Abstract
Objective: Nine-valent human papillomavirus (9vHPV) vaccine efficacy against disease and cervical surgeries related to all nine vaccine components was assessed compared with a historic placebo population. This was not assessed in the 9vHPV vaccine efficacy trial since the trial was quadrivalent HPV (qHPV) vaccine-controlled, efficacy was measured for the five HPV types covered only by 9vHPV vaccine (HPV31/33/45/52/58), but not the four types covered by both vaccines (HPV6/11/16/18). Methods: Three international, randomized, double-blind studies were conducted using the same methodology.
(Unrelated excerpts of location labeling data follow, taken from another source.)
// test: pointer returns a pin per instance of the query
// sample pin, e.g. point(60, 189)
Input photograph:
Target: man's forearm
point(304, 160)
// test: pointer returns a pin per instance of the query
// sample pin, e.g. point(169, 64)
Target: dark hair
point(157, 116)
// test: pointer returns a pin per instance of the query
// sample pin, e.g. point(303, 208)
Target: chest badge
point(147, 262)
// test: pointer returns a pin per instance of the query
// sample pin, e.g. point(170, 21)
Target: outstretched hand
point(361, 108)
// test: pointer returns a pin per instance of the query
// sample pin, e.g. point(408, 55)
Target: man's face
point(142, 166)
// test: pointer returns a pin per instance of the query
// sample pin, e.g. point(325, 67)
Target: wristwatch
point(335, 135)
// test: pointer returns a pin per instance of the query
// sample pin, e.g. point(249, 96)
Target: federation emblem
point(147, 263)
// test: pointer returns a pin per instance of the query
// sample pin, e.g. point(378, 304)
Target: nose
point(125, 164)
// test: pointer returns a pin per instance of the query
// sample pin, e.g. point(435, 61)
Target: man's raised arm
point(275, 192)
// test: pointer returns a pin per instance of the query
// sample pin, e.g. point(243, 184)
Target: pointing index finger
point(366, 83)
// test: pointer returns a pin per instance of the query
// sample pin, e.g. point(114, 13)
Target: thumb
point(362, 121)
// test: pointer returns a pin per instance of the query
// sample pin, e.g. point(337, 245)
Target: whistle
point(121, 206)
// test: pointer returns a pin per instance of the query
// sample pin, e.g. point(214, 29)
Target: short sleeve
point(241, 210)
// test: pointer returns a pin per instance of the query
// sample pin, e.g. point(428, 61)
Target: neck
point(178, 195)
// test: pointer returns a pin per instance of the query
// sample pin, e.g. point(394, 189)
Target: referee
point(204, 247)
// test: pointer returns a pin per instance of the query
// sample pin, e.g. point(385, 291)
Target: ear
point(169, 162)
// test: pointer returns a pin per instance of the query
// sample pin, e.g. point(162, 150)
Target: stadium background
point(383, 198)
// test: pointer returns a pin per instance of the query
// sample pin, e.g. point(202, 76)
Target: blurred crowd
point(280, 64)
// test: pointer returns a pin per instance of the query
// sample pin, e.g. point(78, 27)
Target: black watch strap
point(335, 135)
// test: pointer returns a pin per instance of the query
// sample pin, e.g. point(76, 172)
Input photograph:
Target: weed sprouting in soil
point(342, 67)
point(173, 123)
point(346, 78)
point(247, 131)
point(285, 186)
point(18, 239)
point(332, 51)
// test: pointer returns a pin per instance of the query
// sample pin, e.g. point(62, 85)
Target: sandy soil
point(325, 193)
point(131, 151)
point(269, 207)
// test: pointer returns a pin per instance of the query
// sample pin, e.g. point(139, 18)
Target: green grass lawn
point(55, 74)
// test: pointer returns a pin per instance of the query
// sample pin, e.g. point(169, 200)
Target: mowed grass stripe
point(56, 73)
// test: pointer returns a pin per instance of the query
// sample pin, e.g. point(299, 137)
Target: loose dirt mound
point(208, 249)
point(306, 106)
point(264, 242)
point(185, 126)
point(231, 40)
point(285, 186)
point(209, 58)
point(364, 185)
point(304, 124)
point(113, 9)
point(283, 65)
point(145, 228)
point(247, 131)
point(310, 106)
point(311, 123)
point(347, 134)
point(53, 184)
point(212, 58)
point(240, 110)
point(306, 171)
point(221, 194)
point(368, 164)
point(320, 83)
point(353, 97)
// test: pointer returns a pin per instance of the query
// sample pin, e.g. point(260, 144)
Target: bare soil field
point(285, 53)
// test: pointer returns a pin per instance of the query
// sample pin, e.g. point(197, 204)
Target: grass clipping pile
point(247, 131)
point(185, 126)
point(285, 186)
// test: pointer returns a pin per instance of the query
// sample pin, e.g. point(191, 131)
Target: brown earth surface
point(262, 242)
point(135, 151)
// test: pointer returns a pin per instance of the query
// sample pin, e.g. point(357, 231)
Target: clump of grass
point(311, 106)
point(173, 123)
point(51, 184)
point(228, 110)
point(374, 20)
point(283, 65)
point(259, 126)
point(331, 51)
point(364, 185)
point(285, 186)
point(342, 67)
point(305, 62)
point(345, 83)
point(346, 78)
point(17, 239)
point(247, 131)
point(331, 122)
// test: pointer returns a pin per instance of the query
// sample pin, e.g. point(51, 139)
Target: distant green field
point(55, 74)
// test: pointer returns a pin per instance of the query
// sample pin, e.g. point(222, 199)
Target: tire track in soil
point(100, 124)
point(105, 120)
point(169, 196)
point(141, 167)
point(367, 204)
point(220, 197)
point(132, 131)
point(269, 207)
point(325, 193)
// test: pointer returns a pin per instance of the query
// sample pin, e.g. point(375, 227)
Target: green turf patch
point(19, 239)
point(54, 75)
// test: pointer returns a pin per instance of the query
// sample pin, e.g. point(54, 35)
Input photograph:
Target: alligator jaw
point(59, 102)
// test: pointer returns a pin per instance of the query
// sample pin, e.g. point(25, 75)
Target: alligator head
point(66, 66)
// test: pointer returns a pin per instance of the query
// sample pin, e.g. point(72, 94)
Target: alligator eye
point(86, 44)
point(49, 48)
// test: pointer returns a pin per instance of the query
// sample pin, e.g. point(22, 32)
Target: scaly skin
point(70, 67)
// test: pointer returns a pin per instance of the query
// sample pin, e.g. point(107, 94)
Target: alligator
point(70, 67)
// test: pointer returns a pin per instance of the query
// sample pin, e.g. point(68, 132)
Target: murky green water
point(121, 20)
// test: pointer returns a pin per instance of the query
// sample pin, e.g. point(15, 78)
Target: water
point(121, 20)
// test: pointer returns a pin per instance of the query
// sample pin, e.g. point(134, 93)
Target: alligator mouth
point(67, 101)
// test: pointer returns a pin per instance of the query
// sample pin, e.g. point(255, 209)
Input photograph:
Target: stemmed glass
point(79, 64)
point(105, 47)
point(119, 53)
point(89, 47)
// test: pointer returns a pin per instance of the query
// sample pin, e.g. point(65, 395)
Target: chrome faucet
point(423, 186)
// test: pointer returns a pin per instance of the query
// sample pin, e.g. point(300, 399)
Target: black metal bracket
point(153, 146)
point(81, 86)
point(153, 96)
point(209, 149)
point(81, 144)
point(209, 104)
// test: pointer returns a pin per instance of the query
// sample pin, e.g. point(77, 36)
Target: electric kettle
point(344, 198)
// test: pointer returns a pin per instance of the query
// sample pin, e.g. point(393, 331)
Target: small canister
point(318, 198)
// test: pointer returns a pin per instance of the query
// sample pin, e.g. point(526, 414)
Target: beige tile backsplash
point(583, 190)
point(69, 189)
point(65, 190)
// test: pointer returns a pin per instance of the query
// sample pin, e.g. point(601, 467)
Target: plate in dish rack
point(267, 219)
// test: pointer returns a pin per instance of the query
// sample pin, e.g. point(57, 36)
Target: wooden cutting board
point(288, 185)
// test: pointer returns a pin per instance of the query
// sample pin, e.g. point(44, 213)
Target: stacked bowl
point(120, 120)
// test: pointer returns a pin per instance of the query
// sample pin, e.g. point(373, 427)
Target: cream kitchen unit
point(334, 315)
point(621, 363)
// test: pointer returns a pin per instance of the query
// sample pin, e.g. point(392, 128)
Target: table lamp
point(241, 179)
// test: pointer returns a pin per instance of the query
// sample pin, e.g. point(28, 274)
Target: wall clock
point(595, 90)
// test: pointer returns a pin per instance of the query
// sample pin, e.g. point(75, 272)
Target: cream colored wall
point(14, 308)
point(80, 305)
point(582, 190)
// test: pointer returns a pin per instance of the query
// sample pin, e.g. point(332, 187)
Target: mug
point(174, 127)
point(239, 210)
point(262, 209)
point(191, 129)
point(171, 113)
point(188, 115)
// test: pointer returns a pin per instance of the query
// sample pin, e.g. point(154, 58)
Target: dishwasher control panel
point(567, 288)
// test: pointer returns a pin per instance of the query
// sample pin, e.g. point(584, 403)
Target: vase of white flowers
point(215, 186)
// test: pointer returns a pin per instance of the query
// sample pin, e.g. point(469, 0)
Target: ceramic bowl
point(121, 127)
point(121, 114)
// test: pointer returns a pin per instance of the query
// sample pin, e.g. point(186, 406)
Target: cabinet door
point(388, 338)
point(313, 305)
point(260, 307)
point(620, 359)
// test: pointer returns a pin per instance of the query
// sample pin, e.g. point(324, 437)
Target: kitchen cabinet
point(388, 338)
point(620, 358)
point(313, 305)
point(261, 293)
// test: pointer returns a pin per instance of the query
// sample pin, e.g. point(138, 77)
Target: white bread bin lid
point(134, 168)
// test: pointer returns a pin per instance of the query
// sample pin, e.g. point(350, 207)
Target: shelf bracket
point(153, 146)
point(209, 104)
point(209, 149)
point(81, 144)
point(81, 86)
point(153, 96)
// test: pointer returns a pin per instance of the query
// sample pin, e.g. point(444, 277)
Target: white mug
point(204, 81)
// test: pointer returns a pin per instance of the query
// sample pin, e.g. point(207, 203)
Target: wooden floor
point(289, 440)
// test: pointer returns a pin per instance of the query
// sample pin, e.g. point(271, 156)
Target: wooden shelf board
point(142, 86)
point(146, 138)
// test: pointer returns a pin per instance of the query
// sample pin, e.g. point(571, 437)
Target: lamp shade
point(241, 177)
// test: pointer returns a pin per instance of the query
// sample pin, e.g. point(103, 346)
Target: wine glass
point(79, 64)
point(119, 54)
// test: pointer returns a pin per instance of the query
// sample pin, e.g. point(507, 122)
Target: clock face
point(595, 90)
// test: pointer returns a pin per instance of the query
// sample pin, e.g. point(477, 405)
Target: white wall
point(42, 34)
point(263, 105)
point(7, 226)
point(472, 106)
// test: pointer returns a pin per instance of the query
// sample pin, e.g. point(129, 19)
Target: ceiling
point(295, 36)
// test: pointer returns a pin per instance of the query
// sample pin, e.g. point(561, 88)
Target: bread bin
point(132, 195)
In the 9vHPV vaccine study (NCT00543543), 7106 and 7109 women received 9vHPV or qHPV vaccine, respectively. In the historic qHPV vaccine studies (FUTURE I [NCT00092521] and II [NCT00092534]), 8810 and 8812 women received qHPV vaccine or placebo, respectively, based on the same eligibility criteria. Cervical cytological testing was performed regularly. Biopsy or definitive therapy specimens were assessed for HPV DNA. Results: Among women negative for 14 HPV types prior to vaccination, incidence of high-grade cervical disease (9vHPV, n = 2 cases; placebo, n = 141 cases) and cervical surgery (9vHPV, n = 3 cases; placebo, n = 170 cases) related to the nine HPV types was reduced by 98.2% (95% confidence interval [CI], 93.6–99.7) and 97.8% (95% CI, 93.4–99.4), respectively. The 9vHPV vaccine did not prevent disease related to vaccine HPV types detected at baseline, but significantly reduced cervical, vulvar, and vaginal diseases related to other vaccine HPV types. Conclusions: Effective implementation of the 9vHPV vaccine may substantially reduce the burden of HPV-related diseases and related medical procedures. Trial registrations: clinicaltrials.gov: NCT00543543, NCT00092521, NCT00092534.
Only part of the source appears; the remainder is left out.